さらに、本機は炊飯中に蒸気をかなり放出します。特に玄米炊飯の際は、かなりの蒸気が出ますので、レンジ棚など天井の低い場所に置くのは避ける必要があります。ただし、デザインは黒~グレーのモノトーンで統一され、かなりスタイリッシュ。「見せ家電」として、対面式キッチンやテーブルの上に堂々と置いておくのもオススメです。
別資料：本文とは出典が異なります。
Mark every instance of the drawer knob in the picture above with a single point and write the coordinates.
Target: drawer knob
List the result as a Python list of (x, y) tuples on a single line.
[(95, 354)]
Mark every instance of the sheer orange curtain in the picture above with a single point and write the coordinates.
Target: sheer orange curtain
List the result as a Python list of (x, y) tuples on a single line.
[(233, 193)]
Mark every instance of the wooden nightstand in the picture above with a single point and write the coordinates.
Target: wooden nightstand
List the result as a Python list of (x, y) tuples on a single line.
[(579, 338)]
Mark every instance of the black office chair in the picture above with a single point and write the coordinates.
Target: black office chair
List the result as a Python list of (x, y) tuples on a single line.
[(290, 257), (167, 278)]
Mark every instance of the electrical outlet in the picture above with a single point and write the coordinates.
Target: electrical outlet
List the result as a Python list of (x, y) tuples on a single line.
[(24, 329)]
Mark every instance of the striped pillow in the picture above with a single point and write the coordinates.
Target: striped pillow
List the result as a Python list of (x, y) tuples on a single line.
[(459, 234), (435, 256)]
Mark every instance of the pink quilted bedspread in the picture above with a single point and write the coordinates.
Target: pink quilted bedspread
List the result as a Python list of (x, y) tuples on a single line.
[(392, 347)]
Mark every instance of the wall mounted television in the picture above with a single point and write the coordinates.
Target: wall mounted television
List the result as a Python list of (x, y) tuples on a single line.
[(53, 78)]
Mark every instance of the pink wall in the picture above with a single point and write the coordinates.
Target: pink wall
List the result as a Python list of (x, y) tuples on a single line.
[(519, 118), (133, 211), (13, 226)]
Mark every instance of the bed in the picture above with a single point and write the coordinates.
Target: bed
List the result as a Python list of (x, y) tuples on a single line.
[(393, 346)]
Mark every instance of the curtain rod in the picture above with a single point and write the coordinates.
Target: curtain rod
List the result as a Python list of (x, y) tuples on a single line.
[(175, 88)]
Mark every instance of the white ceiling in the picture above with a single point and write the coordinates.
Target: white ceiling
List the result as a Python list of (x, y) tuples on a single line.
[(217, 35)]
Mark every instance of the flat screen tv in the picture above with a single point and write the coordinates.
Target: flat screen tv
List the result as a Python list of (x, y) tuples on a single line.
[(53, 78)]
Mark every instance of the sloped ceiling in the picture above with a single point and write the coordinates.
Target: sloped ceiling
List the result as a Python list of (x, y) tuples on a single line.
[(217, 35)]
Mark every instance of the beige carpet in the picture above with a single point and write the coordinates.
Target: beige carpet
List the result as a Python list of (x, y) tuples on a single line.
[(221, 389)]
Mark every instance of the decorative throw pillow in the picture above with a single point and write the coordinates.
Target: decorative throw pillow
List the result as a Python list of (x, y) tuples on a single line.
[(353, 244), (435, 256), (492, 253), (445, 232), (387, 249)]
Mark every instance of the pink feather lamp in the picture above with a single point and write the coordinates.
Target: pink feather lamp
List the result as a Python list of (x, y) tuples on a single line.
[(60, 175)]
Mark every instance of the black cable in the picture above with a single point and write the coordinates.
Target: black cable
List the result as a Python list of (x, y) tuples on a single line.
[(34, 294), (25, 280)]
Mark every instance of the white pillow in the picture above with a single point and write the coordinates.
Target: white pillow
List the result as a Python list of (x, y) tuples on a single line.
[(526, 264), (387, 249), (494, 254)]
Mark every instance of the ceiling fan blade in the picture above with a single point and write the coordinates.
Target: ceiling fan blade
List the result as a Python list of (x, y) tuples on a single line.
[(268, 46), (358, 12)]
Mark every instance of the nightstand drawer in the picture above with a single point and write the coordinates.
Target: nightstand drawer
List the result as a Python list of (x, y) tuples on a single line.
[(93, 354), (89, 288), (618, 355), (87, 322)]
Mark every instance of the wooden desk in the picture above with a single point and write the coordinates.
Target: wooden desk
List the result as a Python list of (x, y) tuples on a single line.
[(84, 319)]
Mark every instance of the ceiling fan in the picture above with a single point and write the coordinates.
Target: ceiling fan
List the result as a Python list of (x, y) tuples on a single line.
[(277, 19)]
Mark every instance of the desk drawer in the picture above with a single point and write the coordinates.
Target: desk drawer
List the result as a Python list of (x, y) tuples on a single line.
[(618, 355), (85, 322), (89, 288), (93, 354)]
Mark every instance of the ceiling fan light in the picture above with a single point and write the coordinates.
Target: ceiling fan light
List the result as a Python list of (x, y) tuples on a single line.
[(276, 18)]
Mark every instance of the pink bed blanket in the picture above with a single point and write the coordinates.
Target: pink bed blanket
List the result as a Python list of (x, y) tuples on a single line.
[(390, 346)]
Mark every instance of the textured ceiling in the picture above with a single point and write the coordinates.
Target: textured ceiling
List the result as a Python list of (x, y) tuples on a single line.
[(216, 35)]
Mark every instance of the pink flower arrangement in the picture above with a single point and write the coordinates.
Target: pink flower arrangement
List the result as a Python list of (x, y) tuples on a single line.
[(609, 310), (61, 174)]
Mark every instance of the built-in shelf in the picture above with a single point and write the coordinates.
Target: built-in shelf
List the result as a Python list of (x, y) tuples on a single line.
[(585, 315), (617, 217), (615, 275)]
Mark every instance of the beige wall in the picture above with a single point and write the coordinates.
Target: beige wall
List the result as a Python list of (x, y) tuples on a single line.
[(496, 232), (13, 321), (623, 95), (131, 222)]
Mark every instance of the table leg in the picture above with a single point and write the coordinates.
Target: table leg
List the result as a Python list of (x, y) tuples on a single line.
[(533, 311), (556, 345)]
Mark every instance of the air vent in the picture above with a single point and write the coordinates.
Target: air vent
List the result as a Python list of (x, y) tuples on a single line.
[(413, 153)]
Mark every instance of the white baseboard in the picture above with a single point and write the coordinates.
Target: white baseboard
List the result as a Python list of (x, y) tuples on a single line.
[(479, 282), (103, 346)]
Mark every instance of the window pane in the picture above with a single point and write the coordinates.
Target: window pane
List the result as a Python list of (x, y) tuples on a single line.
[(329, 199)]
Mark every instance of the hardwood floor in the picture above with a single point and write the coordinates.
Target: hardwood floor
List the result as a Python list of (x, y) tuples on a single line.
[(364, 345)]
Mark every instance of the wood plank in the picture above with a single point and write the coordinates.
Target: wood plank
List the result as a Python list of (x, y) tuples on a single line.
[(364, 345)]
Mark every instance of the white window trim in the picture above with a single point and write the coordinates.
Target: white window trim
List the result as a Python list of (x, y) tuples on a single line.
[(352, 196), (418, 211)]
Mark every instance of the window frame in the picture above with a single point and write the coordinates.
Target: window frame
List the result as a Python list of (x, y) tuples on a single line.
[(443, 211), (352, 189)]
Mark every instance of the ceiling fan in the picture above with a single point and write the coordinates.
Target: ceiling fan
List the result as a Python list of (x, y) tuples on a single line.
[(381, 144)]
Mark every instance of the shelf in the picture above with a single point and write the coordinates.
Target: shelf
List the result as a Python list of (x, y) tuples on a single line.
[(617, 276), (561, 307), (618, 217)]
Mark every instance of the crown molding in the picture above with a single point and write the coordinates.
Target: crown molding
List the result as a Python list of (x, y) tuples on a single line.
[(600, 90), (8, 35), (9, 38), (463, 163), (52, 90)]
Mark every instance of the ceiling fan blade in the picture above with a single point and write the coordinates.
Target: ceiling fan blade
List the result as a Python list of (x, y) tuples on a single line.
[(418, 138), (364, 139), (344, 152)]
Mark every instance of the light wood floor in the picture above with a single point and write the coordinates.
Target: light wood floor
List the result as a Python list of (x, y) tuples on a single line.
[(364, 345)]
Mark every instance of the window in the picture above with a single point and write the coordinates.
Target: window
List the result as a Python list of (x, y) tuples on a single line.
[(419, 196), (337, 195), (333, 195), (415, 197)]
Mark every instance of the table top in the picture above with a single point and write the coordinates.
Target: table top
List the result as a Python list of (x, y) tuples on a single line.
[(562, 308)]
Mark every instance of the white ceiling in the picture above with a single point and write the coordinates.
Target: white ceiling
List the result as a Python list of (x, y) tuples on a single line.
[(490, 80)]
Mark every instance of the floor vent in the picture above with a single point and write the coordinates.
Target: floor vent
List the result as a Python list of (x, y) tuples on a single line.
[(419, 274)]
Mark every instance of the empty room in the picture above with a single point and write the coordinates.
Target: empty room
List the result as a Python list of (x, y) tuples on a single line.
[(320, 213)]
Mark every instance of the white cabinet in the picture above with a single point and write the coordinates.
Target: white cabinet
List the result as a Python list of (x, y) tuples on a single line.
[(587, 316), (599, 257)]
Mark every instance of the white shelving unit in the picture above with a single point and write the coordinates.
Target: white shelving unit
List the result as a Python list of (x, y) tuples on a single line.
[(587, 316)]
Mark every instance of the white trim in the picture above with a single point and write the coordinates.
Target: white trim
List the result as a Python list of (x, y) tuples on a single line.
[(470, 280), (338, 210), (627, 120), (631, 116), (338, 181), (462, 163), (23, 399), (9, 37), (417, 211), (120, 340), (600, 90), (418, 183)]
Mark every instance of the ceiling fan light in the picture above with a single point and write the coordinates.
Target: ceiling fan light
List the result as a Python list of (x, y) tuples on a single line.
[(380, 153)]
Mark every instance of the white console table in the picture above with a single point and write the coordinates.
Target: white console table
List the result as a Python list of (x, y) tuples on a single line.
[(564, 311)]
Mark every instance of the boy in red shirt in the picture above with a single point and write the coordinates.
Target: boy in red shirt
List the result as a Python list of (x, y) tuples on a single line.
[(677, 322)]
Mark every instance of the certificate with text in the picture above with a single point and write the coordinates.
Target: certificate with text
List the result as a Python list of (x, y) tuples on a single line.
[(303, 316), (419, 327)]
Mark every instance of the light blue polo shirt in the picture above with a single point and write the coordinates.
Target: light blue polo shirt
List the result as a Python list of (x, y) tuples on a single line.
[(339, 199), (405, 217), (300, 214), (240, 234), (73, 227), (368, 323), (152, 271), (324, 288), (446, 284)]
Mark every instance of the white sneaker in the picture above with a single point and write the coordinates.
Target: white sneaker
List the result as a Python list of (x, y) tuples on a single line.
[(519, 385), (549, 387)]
↑玄米炊飯時の様子。二重ふたのせいで噴きこぼれはありませんが、蒸気がかなり盛大に出ていました

 

↑釉薬を塗った土鍋のつやつやした光沢感と本体のつや消しのグレーの組み合わせがオシャレです

 

【テストのまとめ】

「もちもち」ではなく、ふっくら・しゃっきりした食感を楽しめるのが魅力!

炊飯用土鍋をまるごと使い、それに合わせて加熱方法から炊飯プログラム、冷却方法まですべてをチューニングした「かまどさん電気」。「ふっくらしながらもしゃっきり粒立ちのいい炊き上がり」が特徴です。高級炊飯器、特に圧力IH系のモデルはふっくら感が強いと同時にもちもち感が強く、やや柔らかめの炊き上がりになりますが、本機はそれらと一線を画した食感。個人的な印象で言えば、三菱電機の本炭釜KAMADOがやや近い食感だと感じました。また、今回3合/2合/1合の3種類の炊飯量で味と食感を比較しましたが、1合を炊いた際に炊きたての香りと甘みがわずかに弱いと感じた以外は、それほどの違いを感じませんでした。他のIH炊飯器と比較しても、本機の炊飯量による食感の変化は少ないと思います。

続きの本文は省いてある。